Qué elocuentes imágenes abren Las niñas bien (2018), de Alejandra Márquez Abella. La protagonista, una habitante de las Lomas de Chapultepec, fantasea con su fiesta de cumpleaños mientras se prueba un vestido para la ocasión. Su sueño es que todos la miren y que aparezca Julio Iglesias entre los invitados para llevársela a vivir al Corte Inglés en España. La imaginación de Sofía (Ilse Salas) es como la de un publicista, de esos que diseñan los comerciales para Dolce & Gabana. ¿O es, quizá, producto de todo aquello? Claramente Sofía es el apéndice de una sociedad donde la apariencia y la diplomacia son más importantes que la realidad, anunciada en la televisión como el rumor de una flota extraterrestre que viene a colonizarnos. Sofía tiene cosas más importantes que hacer, como observarse multiplicada en el espejo en una simulación de lo perfecto y lo inalterable. El orgullo —dicen los católicos— precede a la caída.

Durante la fiesta de cumpleaños es difícil —o para mí lo fue— no pensar en La edad de la inocencia (The Age of Innocence, 1993), de Martin Scorsese. Márquez Abella no hace en su película una mera narración del evento sino una crónica detallada que incluye el menú. En un travelling nos encontramos con copas de vino, entremeses, un carpaccio rojo, suculento, que, como otros planos —y platillos— en el filme de Scorsese, parecen diseñados para seducirnos. Sin embargo ese mundo fastuoso y ensoñado que nos presentan tanto Márquez Abella como Scorsese es sólo la superficie de unas relaciones tensas y crueles donde cualquier señal de individualidad es entendida como un acto separatista. El ostracismo es implacable, no tanto por su severidad, sino debido a la necesidad tan intensa que tienen los personajes por encajar. Este tema se redondea cuando en un restaurante los protagonistas le ladran al ex presidente José López Portillo tras el hundimiento del peso. Siempre hay alguien más abajo que nos una en su contra.

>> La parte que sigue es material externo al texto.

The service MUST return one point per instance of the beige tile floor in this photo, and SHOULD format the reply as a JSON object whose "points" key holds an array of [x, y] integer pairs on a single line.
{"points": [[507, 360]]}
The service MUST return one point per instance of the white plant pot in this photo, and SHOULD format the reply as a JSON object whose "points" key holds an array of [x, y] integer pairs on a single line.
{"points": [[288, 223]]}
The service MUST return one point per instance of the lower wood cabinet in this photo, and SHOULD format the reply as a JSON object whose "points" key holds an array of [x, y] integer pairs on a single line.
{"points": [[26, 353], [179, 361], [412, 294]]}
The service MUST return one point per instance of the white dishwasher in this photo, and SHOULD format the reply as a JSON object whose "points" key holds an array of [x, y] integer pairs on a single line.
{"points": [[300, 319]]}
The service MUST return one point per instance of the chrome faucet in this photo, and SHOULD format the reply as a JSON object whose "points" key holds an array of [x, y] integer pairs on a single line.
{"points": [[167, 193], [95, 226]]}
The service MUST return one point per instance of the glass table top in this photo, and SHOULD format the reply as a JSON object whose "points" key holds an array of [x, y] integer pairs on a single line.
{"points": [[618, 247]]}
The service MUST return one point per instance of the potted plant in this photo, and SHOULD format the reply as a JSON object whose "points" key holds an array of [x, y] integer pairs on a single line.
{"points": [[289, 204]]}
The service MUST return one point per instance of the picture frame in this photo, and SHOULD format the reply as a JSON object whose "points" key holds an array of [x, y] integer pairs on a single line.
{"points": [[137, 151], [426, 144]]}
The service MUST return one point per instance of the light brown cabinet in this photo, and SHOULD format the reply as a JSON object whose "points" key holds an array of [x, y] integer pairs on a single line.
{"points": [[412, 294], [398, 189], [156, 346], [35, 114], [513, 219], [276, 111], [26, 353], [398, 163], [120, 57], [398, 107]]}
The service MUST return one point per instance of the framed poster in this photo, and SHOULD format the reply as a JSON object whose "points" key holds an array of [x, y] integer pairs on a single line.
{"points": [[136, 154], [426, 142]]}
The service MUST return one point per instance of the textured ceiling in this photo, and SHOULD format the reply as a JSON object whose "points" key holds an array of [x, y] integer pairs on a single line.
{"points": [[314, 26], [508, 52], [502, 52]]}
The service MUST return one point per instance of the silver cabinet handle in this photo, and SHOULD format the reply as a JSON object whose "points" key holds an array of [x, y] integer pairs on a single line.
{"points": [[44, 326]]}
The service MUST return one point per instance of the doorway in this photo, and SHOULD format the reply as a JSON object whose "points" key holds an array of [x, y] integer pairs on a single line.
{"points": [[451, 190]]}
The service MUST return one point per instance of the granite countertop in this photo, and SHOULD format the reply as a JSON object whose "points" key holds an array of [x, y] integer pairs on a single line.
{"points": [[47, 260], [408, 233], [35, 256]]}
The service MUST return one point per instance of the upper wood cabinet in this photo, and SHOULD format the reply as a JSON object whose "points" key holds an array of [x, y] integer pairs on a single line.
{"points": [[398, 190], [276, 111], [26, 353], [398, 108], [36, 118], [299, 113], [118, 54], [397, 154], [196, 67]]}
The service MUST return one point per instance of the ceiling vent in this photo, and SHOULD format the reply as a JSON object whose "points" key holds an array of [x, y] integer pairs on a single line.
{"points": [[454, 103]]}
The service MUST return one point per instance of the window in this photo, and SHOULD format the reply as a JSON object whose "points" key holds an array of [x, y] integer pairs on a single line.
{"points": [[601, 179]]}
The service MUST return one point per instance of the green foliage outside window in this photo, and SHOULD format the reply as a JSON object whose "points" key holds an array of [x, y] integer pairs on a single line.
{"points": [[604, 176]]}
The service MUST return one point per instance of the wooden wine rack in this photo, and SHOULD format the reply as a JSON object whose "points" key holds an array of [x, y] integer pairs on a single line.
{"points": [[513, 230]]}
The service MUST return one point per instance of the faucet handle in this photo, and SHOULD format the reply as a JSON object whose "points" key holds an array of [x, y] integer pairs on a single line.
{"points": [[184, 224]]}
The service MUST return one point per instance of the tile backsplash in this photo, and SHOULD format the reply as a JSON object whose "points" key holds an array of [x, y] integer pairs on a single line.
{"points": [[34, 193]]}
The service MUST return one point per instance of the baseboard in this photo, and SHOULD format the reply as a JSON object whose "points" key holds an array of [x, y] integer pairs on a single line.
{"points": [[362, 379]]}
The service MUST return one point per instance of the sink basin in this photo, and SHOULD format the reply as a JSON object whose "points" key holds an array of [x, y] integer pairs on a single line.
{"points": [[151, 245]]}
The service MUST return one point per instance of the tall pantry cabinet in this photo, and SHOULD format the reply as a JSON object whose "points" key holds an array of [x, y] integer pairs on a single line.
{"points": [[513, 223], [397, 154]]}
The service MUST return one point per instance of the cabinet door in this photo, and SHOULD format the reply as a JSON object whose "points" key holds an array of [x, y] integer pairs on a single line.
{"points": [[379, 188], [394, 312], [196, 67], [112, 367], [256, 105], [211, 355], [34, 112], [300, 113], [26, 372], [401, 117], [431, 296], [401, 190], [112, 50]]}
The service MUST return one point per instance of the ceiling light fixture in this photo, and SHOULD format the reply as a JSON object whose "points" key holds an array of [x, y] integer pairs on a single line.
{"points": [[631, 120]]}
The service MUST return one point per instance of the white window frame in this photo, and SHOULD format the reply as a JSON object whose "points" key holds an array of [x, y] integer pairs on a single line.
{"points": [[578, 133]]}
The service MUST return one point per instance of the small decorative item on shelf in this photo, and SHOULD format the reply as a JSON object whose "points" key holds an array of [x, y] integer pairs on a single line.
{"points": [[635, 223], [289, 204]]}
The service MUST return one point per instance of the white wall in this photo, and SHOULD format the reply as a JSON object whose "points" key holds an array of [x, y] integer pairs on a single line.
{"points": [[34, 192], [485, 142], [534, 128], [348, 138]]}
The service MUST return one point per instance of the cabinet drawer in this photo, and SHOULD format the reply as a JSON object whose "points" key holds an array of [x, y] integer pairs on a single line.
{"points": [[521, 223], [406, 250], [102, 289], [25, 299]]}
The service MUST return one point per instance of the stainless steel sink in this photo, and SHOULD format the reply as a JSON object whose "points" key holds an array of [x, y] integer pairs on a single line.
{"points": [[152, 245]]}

Para no dejar lugar a confusiones: Las niñas bien no es una celebración de su mundo sino una crítica implacable del privilegio. Narrativamente, su herramienta más importante me parece la ignorancia. Si en La edad de la inocencia la voz de una Edith Wharton ficticia nos ilustra sobre lo que implica una mirada desdeñosa o sobre el rol que cumplen ciertos personajes dentro de la alta sociedad neoyorquina del XIX, en Las niñas bien Sofía nos comparte su inmenso y devastador desconocimiento de todo. Es claro que no tiene idea de cómo funciona el negocio de su esposo ni, acaso, la vida que él lleva lejos de la casa y la oficina, pero en una escena se revela que su ignorancia no se debe al desinterés sino a la comodidad. Sofía no desea saber lo que pasa afuera del sueño y en ello representa no sólo su propia anomia social sino la de todo el grupo que la rodea. Aunque se sitúa a principios de los 80, Las niñas bien captura una serie de conductas que todavía se ven porque van hermanadas a la existencia de las clases dominantes y al conservadurismo necesario para retener sus prerrogativas.

Si Sofía suena como una mujer narcisista es porque su directora así nos la muestra. Ni ella ni sus amigas son admirables en absoluto sino tremendamente patéticas. Quizá muchos espectadores no perciban la mirada soberbia de Sofía como un signo de debilidad pero sólo se requiere de tiempo para notar que se trata de una máscara para complacer a otros y para sostener la dominación de su grupo. Esto, claro, hasta que desaparece el sustento económico. Así como Ana Paula (Paulina Gaitán), una mujer morena que dice la imperdonable palabra “provechito”, comienza a ser apreciada por su riqueza, Sofía conoce la expulsión por la crisis de los sacadólares. A partir de ahí Márquez Abella da un interesante giro en el tono de la película y lo que comienza como un sueño se revela como una pesadilla. El sonido y la original banda sonora expresan el terror de Sofía por los cuchicheos de las otras mujeres en su entorno y reflejan ya no sólo una sociedad excluyente sino una misógina y destructiva.

Más allá de sus cualidades estéticas, Las niñas bien es importante en el cine mexicano contemporáneo porque representa lo que para muchos se ha convertido en un deseo: el fin de la aristocracia. Su imagen delicada y elegante de un violento colapso es un sinónimo de nuestros días.